Venezuela’s Barter and Dollar Economy (2016–2019)
Another recent example unfolded in Venezuela during its ongoing political and economic crisis. Starting around 2016, Venezuela entered a period of hyperinflation almost as extreme as Zimbabwe’s. The bolívar, Venezuela’s currency, lost value so rapidly that carrying stacks of bills to buy basic groceries became commonplace.
As the crisis deepened, Venezuelans responded by informally rejecting their government’s money in everyday life. By 2018–2019, many shops and vendors across Venezuela were quoting prices in U.S. dollars, or even in eggs, flour, or other goods, rather than in bolívars. People in towns resorted to barter for essentials. One report from 2019 noted that Venezuelans were using barter, U.S. dollars, and even cryptocurrencies to get what they needed, sometimes going weeks without touching the bolívar banknotes. In effect, the country spontaneously built a parallel economy that sidestepped the nearly useless official currency.
This grassroots dollarization/barter system in Venezuela was driven by the practical need to survive, but it also carried an implicit political message: nobody trusted President Nicolás Maduro’s government to maintain the currency. The refusal to use the bolívar was a public verdict on the government’s handling of the economy.
Unlike Zimbabwe’s swift dollarization, Venezuela’s government initially resisted giving up on its currency. Maduro’s administration redenominated the bolívar (cutting off zeros) and issued new bills, but inflation kept roaring ahead, and Venezuelans kept shunning the money. Over time, pressure built. By late 2019, even the government effectively surrendered to the reality that its people had created. President Maduro publicly acknowledged that dollarization was occurring and might benefit the country, calling it an “escape valve” and even saying “thank God” for the use of dollars in Venezuela. This was an astonishing admission, since only a few years earlier his government had outlawed trading in foreign currency.

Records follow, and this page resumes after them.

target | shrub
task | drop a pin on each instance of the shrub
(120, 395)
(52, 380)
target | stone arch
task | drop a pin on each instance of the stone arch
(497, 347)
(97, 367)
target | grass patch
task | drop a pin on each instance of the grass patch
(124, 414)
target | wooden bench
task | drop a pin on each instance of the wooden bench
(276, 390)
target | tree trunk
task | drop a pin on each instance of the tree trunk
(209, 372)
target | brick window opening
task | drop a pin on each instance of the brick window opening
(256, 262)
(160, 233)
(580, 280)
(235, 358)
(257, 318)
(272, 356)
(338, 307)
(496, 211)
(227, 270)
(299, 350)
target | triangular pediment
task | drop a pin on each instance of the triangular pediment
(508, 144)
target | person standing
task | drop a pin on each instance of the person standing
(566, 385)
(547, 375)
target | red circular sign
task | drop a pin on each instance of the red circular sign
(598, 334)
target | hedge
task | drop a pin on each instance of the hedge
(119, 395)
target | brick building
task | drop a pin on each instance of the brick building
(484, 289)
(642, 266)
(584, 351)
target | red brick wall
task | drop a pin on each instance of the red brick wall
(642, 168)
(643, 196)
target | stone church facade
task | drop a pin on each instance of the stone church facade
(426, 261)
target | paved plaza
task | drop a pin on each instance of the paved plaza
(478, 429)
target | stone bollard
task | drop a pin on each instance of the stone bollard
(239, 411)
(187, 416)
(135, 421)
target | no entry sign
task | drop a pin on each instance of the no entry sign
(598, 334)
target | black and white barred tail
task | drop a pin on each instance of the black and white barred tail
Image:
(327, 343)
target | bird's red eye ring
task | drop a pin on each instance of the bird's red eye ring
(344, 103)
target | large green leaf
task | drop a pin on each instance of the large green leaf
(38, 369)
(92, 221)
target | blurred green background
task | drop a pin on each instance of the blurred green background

The outcome today is that Venezuela still has the bolívar as the official currency in name, but in practice a huge portion of transactions happen in U.S. dollars or via barter and electronic payment. The people’s refusal to rely on the bolívar has compelled the government to tolerate a dual economy. While this hasn’t led to a change in government in Venezuela, it has significantly limited Maduro’s options – his regime can no longer easily print money to fund itself without triggering even more chaos, and it has had to allow a degree of economic freedom (through dollar use) that it once fiercely opposed. For Venezuelans, using alternate currencies and refusing the government’s money became a form of everyday resistance that made their discontent visible each time a dollar was used in place of a bolívar.